President Park was impeached in December, following accusations of conspiracy that shook South Korean men and women alike. Despite being the country’s first female president, she was largely unpopular with women’s rights advocates.

These and other local struggles to support gender equality inspired members like Nine to take action. The group’s primary method of discourse is through Twitter and Tumblr, where the D.Va Association has built up quite a following.

The choice to make D.Va its mascot certainly helped bring the group visibility, and it was an intentional, thoughtful one. In Overwatch, Hana “D.Va” Song is a South Korean woman who’s big on competitive StarCraft, another Blizzard Entertainment game that’s popular with locals.

The National D.Va Association banner.
National D.Va Association

There’s another reason that D.Va was chosen to front this group of women who game, Nine explained.

“The reason [D.Va] became our mascot is because we thought that in a sexist country like ours, it would be impossible for a person like her to appear, especially after the case of Geguri,” Nine told us.

Geguri, a teenage professional Overwatch player, made international headlines last year when Blizzard Korea cleared her of cheating accusations. The top-ranked competitor came under fire due to her 80 percent win rate, which many of her opponents refused to believe a teenage girl was capable of without illegal help.

“[She] was accused of using hacks just because ‘it was impossible for women to play games that well,’ which was, of course, false,” Nine explained. “So we decided to act for feminism under her emblem, so that in 2060, someone like D.Va could actually appear.”

The importance of that is not lost on the National D.Va Association’s followers, both domestic and international. South Korean women who play games professionally and for fun have faced challenges from those who take issue with their feminist ideals, not unlike Western women. (It’s probably no coincidence that the National D.Va Association’s lead organizers are anonymous or pseudonymous.)

A Tumblr post written after images of the group’s flag went viral explains just why the National D.Va Association is so meaningful for both members and supporters.

“[The group is] fighting to make the country a better place for Hana to be born in,” wrote Tumblr user nisat, who described the difficult conditions for South Korean women in the country’s pro gaming leagues. “A country with a gaming culture that doesn’t discourage women from playing games, where women can compete equally with men, where women can actually be at the top of the ranks without being stigmatized and disregarded. They’re actually fighting to make D.Va possible.”

Buttons and stickers referencing Overwatch’s Korean hero, D.Va.
National D.Va Association

Other than posting on Twitter (entirely in Korean), the group distributes stickers with D.Va’s familiar bunny-faced logo to make itself known.

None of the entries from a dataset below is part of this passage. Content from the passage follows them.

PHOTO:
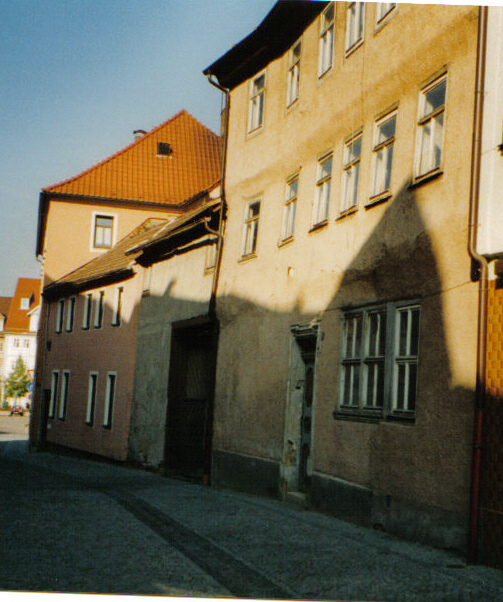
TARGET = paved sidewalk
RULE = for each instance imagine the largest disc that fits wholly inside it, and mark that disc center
(229, 544)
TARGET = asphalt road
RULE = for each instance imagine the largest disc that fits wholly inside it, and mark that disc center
(81, 526)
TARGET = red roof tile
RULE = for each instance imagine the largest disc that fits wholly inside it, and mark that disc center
(18, 319)
(138, 173)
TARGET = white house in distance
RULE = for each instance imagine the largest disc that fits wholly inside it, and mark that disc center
(20, 329)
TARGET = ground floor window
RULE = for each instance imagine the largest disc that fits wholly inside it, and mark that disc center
(379, 360)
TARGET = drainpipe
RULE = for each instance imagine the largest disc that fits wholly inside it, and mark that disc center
(223, 205)
(482, 266)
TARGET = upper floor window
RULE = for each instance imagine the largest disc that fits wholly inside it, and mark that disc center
(116, 321)
(384, 11)
(431, 127)
(354, 25)
(103, 231)
(70, 314)
(257, 102)
(382, 154)
(379, 360)
(292, 187)
(293, 74)
(250, 234)
(326, 43)
(59, 315)
(322, 194)
(351, 172)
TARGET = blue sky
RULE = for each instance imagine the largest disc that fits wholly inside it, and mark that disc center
(78, 76)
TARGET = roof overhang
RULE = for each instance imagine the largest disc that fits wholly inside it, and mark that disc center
(273, 37)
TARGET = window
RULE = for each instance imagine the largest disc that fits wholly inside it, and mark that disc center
(118, 307)
(257, 100)
(384, 10)
(431, 127)
(109, 400)
(54, 393)
(70, 314)
(351, 172)
(293, 74)
(326, 43)
(63, 398)
(251, 228)
(379, 360)
(354, 24)
(103, 231)
(322, 194)
(289, 210)
(91, 397)
(88, 306)
(59, 316)
(382, 157)
(98, 310)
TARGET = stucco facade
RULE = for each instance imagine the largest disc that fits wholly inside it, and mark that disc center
(405, 246)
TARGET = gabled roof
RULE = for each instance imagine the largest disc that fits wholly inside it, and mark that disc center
(114, 265)
(138, 174)
(273, 37)
(18, 319)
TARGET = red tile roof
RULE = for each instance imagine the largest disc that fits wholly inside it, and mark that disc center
(18, 319)
(138, 173)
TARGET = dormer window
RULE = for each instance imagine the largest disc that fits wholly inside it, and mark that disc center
(164, 149)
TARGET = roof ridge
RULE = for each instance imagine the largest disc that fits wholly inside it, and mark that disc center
(123, 150)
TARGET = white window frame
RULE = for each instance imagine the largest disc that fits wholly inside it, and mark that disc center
(99, 310)
(54, 394)
(250, 229)
(70, 314)
(384, 12)
(290, 208)
(431, 122)
(92, 391)
(59, 316)
(351, 171)
(355, 25)
(95, 216)
(379, 366)
(117, 317)
(293, 76)
(326, 40)
(88, 311)
(63, 395)
(109, 399)
(321, 205)
(256, 109)
(382, 157)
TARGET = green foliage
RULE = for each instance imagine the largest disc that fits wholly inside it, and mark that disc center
(18, 381)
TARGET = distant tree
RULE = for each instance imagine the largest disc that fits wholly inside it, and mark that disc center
(18, 381)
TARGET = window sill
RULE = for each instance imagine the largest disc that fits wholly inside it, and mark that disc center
(347, 213)
(353, 48)
(246, 258)
(425, 178)
(285, 241)
(378, 199)
(319, 226)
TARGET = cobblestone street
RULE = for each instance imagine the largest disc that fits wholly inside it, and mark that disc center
(77, 525)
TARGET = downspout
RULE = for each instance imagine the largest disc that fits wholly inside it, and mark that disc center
(216, 274)
(482, 265)
(220, 234)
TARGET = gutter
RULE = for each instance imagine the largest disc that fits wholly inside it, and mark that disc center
(483, 270)
(219, 233)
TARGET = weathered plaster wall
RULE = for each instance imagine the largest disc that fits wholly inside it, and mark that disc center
(411, 247)
(179, 290)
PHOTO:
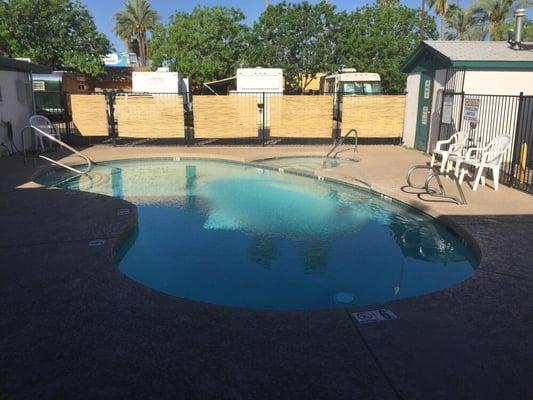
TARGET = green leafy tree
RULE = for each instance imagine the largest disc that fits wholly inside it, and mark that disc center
(132, 25)
(297, 37)
(494, 13)
(461, 24)
(500, 31)
(441, 8)
(206, 44)
(57, 33)
(379, 39)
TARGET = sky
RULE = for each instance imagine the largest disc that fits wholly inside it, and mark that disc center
(104, 10)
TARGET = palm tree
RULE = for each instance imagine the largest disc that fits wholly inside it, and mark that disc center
(133, 22)
(462, 25)
(492, 13)
(441, 8)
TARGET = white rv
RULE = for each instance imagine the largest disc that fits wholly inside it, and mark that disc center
(255, 80)
(350, 82)
(160, 81)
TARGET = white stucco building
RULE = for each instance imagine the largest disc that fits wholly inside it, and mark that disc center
(470, 67)
(16, 100)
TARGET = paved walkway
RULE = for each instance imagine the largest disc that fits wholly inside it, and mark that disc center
(74, 327)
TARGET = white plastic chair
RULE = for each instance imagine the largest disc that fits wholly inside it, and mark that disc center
(44, 124)
(490, 156)
(456, 144)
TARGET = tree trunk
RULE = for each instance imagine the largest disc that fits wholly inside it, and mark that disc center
(422, 21)
(142, 49)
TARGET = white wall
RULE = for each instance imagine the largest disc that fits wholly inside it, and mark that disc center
(16, 105)
(509, 82)
(411, 109)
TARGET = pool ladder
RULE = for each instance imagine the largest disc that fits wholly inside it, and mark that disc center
(40, 132)
(436, 174)
(339, 143)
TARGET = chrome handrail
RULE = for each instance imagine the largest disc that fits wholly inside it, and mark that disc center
(339, 143)
(60, 143)
(436, 174)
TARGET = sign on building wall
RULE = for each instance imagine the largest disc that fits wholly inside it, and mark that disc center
(447, 108)
(427, 89)
(471, 111)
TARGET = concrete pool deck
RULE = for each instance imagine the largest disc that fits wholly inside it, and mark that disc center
(74, 327)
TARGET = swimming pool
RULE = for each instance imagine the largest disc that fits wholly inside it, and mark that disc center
(241, 235)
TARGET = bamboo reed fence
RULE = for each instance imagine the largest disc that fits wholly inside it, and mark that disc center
(226, 116)
(301, 116)
(150, 116)
(89, 114)
(373, 116)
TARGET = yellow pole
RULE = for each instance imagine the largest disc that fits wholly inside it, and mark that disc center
(523, 162)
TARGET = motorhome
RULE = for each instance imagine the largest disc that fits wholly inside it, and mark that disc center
(350, 82)
(255, 80)
(160, 81)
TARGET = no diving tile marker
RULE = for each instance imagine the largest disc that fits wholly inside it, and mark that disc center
(367, 317)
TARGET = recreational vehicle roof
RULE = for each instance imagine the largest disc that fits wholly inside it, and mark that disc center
(260, 80)
(351, 75)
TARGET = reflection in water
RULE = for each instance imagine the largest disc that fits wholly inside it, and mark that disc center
(230, 234)
(117, 182)
(190, 186)
(423, 241)
(263, 251)
(313, 256)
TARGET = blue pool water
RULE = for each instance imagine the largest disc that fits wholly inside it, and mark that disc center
(244, 236)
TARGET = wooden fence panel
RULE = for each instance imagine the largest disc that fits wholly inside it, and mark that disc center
(301, 116)
(374, 116)
(150, 116)
(89, 114)
(226, 116)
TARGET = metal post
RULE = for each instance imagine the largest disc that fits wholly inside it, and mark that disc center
(111, 115)
(66, 114)
(461, 111)
(440, 116)
(516, 150)
(264, 132)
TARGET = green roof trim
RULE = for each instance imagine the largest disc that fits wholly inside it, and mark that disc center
(11, 64)
(426, 58)
(493, 64)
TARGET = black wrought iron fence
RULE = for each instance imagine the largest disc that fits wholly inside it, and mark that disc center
(486, 116)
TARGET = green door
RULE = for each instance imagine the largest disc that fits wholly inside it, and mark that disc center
(425, 95)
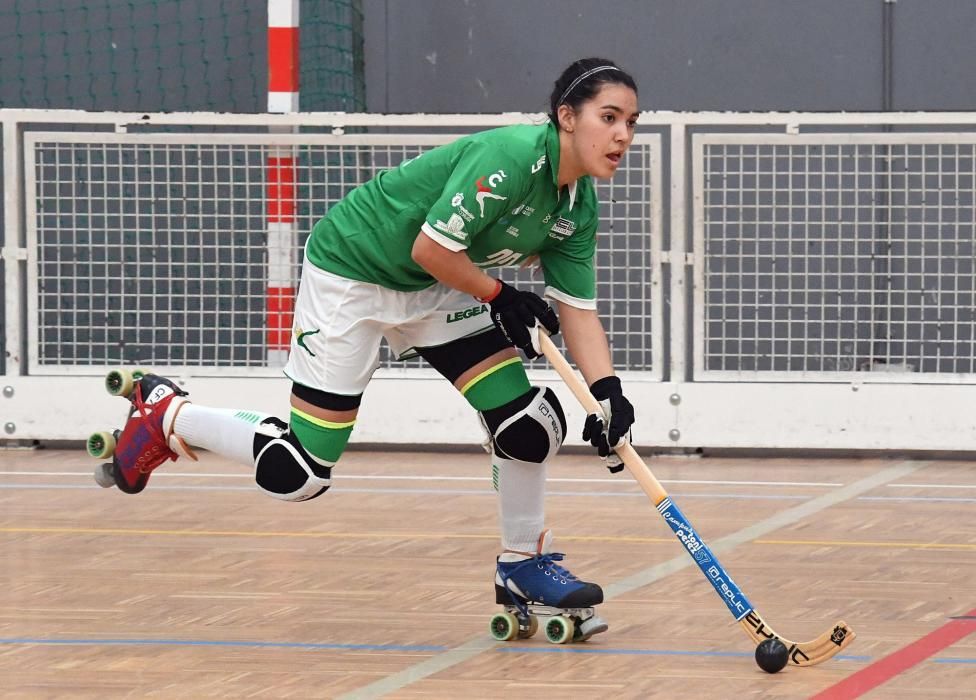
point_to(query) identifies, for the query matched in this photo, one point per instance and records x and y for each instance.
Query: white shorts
(340, 323)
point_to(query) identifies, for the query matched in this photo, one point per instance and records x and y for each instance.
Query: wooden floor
(201, 587)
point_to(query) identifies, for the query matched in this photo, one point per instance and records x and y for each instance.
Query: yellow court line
(441, 536)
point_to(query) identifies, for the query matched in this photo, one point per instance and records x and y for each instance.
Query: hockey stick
(800, 653)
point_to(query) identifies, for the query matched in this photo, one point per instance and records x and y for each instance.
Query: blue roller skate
(534, 585)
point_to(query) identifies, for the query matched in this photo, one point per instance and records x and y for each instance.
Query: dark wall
(503, 55)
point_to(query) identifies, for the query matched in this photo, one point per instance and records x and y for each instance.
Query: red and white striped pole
(280, 177)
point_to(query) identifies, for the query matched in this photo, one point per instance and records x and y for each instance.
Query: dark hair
(573, 89)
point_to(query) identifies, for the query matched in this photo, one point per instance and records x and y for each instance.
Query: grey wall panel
(503, 55)
(933, 55)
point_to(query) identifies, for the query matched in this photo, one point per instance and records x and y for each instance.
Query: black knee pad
(283, 469)
(527, 429)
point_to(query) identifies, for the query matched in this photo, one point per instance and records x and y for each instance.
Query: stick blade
(810, 653)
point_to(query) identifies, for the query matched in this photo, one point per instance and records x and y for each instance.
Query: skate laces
(547, 564)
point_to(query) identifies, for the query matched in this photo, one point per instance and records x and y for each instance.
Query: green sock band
(497, 385)
(322, 439)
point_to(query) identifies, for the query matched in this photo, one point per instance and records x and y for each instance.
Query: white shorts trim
(340, 323)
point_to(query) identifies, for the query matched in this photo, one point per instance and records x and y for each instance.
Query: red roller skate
(147, 439)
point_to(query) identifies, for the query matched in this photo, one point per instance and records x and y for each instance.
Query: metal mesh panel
(823, 255)
(152, 249)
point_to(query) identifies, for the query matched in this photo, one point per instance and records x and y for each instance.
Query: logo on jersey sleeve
(485, 190)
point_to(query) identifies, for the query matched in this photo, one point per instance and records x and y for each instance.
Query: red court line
(885, 669)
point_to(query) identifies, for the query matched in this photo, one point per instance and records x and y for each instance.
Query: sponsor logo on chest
(562, 229)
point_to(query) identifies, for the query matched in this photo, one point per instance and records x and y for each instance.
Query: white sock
(228, 432)
(521, 490)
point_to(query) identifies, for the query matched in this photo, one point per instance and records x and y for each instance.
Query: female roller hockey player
(405, 256)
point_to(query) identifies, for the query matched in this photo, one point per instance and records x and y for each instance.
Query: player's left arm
(571, 282)
(586, 341)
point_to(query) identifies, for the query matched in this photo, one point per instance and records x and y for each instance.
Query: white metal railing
(767, 280)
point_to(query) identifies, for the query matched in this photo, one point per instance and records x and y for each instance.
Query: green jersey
(492, 194)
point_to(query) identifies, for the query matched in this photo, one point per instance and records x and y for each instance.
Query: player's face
(602, 129)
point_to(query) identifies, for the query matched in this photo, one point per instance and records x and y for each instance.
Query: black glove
(515, 312)
(605, 431)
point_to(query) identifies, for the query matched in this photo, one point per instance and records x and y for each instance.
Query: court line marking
(550, 649)
(436, 664)
(882, 671)
(427, 477)
(490, 492)
(219, 643)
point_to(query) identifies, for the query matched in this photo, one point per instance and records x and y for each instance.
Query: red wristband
(491, 297)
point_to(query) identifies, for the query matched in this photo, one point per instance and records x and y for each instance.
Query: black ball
(772, 655)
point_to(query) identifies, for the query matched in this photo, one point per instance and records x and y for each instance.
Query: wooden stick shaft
(651, 486)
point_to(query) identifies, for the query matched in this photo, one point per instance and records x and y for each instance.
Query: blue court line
(549, 649)
(490, 492)
(200, 643)
(648, 652)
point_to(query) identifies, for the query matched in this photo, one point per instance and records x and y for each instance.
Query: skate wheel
(100, 445)
(104, 476)
(559, 630)
(503, 627)
(120, 382)
(530, 630)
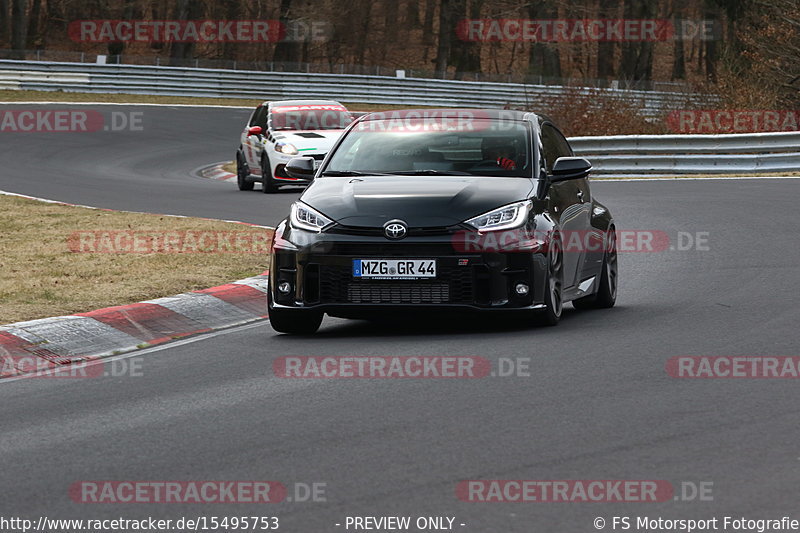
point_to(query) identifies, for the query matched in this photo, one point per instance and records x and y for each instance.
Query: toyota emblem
(395, 229)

The National D.Va Association also runs a “feminist’s book club,” which meets bimonthly.

Nine also told us the group has other ideas of actionable ways to promote feminism in South Korea, using Overwatch as a tool.

“We are planning a Women-only (Genderqueer not excluded) Overwatch competition,” Nine said. “We are also coming up with ideas such as a feminist goods store, but that is still just an idea.”

Ultimately, the National D.Va Association exists with one primary goal: to fight for gender equality. That’s the kind of world that a hero like D.Va — and all of her fans, especially young women — deserves, after all.

Correction: The name of the top-ranked teenage Overwatch player who came under fire last year is spelled Geguri. We’ve corrected the spelling above.

Update: In June 2017, the D.Va Association revamped its mission statement to excise mention of Geguri, who spoke out against her connection to the group’s cause. Out of respect for her wish for privacy, the group dropped the player’s name from its marketing and social media posts.